There has been some movement in the right direction. The CMS Emergency Triage, Treat, and Transport (ET3) pilot created a path for reimbursing treatment in place and transport to alternative destinations, though it collapsed under COVID. Community paramedicine programs have demonstrated reductions in emergency department utilization and hospital readmissions, while improving patient satisfaction. But these efforts remain fragmented, champion-dependent, and rarely backed by sustainable funding. Until reimbursement reforms are enacted on a broad scale, EMS will continue to lag behind the rest of healthcare (National EMS Advisory Council, 2019; Commonwealth Fund, 2022).
The mindset shift is clear. EMS must stop defining itself solely by emergency response and start embracing its role as the Green Berets of medicine. We should be educators, advocates, and healthcare navigators, force multipliers, connecting patients to the right resources at the right time. Our scope must expand beyond 911 response to chronic care management, public health partnerships, and integration into primary care. The future of healthcare is being shaped by artificial intelligence, telehealth, and data-driven care coordination. EMS cannot afford to be a bystander. We must adopt these tools early, adapt them to prehospital realities, and prove our value as an indispensable part of the healthcare continuum.
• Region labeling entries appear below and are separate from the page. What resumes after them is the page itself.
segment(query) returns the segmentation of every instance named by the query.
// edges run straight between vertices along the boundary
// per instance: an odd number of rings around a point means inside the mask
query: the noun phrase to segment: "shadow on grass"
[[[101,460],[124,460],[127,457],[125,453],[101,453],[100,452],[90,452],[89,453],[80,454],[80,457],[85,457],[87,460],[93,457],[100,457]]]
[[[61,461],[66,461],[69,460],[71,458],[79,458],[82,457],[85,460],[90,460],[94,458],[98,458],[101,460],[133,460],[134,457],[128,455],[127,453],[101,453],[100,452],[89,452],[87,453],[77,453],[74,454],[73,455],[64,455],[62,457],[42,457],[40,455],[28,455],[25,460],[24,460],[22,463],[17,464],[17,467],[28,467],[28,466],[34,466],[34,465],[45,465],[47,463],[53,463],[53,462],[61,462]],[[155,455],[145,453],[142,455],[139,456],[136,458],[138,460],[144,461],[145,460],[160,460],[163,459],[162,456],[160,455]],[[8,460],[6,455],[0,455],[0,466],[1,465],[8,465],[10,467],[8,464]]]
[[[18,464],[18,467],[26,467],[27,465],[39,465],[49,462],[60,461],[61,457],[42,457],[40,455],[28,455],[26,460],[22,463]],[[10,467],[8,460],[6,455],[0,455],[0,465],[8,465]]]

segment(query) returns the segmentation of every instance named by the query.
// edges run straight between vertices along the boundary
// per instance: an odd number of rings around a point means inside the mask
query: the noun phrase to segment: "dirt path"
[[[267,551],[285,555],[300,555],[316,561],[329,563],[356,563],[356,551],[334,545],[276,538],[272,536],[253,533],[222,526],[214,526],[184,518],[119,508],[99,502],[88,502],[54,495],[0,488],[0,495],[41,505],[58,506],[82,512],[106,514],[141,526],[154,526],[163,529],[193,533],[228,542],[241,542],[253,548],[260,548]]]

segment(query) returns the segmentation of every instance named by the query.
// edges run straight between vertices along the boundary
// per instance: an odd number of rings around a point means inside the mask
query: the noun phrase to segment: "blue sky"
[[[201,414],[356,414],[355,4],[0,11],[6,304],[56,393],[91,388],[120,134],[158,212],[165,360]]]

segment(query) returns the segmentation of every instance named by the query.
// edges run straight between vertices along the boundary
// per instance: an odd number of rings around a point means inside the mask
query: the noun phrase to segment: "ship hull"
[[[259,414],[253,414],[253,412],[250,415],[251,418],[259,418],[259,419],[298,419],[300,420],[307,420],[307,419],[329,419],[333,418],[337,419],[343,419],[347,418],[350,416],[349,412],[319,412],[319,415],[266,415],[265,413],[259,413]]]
The opportunity is in front of us, but seizing it will not happen by accident. It will require a new identity, new structures, new reimbursement, and new professional pathways. Most importantly, it will require us to see ourselves not just as responders to emergencies but as full participants in healthcare delivery. If we fail to make that leap, we will remain mired in the past. If we succeed, EMS will finally claim its rightful place as healthcare professionals.
References
Commonwealth Fund. (2022). Promote use of community paramedicine. Profiles of cost containment strategies. https://www.commonwealthfund.org/sites/default/files/2022-02/Hwang_health_care_cost_growth_strategy_08_paramedicine.pdf
National EMS Advisory Council. (2019). EMS system performance-based funding and reimbursement model. EMS.gov. https://www.ems.gov/assets/NEMSAC_Advisory_EMS_System_Funding_Reimbursement_Sep_2019.pdf
Williams, B., Onsman, A., & Brown, T. (2016). From stretcher-bearer to paramedic: The Australian paramedics’ move towards professionalisation. Journal of Emergency Primary Health Care, 14(1), 1-9.